U.S. officials hope the new building will show America’s “warmer, fuzzier” side, although whether either the embassy building or November’s U.S. election will herald a significant improvement in ties is another matter.

And as if the embassy, which cost about 80 million euros and only went ahead after a protracted and ugly public dispute with Berlin officials about how to make the embassy secure without moving two busy nearby streets 30 metres away, hasn’t courted enough controversy, Michael Reagan, son of the former president, was this week reported as saying Berlin should commemorate his father’s contribution to bringing down the Soviet Union and the Berlin Wall. Here’s the piece from Der Tagesspiegel.

The Cold War is over. There is a chill in German-U.S. relations.

June 11th, 2008

Bush absence baffles Berliners

Posted by: Erik Kirschbaum

Bush in GermanyBerlin has had a deep and enduring love affair with American presidents. Berliners have never forgotten the U.S. leaders who helped keep West Berlin free during the Cold War with the Airlift and many can still recite the words of John F. Kennedy’s  legendary “Ich bin ein Berliner” speech at City Hall in 1963.
 
So it is all the more glaring that George W. Bush has once again avoided the German capital on his fifth and final visit  to the country , spending just minutes at Berlin airport on his way in and out of Germany.
 
It was also odd that Bush failed to mention the Airlift, one of the brightest moments of post-war U.S. foreign policy, at his news conference with Chancellor Angela Merkel in the rural village of Meseberg (pop. 150) about 100 km (60 miles) north of  the capital.

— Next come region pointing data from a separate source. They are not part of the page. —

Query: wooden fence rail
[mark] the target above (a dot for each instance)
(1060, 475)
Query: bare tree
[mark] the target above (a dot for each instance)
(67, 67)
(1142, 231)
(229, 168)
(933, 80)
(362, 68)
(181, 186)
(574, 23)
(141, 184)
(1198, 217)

The Airlift’s 60th anniversary is being marked this month and was supposed to be the reason for Bush’s visit.
 
Perhaps  it was the memories of 10,000 anti-war protesters who disrupted Bush’s first and only stay in Berlin in May 2002. Or maybe it was the recollections of the 10,000 German police needed to guard him in the centre of Berlin, which he turned into a veritable ghost town. Bush lamented about “living in a bubble” when he was here for 20 hours in 2002. His next trip was to Mainz, a provincial city in the far west — there were anti-war protests there too. After that he went to small northeastern villages in 2006 and 2007 — but stayed clear of Berlin.
 
The reason is clear — Iraq. Former Chancellor Gerhard Schroeder won re-election against long odds in 2002 by standing up to Bush on Iraq, a hugely popular position in war-scarred Germany that nevertheless got him ostracised by Bush.
 
Differences were later patched up, but even Bush acknowledged in Meseberg on Wednesday: “It’s obviously been a contentious issue between our countries in the past.”
 
Sueddeutsche Zeitung newspaper columnist Kurt Kister wrote: “Bush is spending his entire visit hidden away in the provincial town of Meseberg. Meseberg has the advantage that it’s easy to seal it off from the rest of the world with fences
and police. It’s not surprising because for the overwhelming majority of Germans Bush is the most unpopular U.S. president in the last two generations.”
 
As an American who’s lived in Berlin for much of the past 15 years, I have felt at first hand the city’s affinity for all things American. In 1994, I saw tears running down the cheeks of American GIs, overwhelmed by 250,000 cheering Berliners giving them a
thunderous farewell, as  the city’s Cold War defence force marched in a farewell parade .
 
And I have seen the tens of thousands that lined  the streets to cheer Bill Clinton in 1993, when he became the first U.S.  president to walk through the Brandenburg Gate, and in 1998 when he came to celebrate the 50th anniversary of the Airlift. Clinton even went for jogs in the city’s Tiergarten park and dropped into trendy restaurants with only minimal protection.
 
So, after watching Bush avoid Berlin for the fourth time and knowing how fond Berliners are of America, I’m wondering what’s next. Will the next U.S. president be able to or want to walk the streets of Berlin again? Will that perhaps be a useful barometer?  What does it say  about the state of international affairs if the world’s most powerful leader doesn’t feel welcome and safe in a city that, in many ways, owes its very survival to U.S. presidents?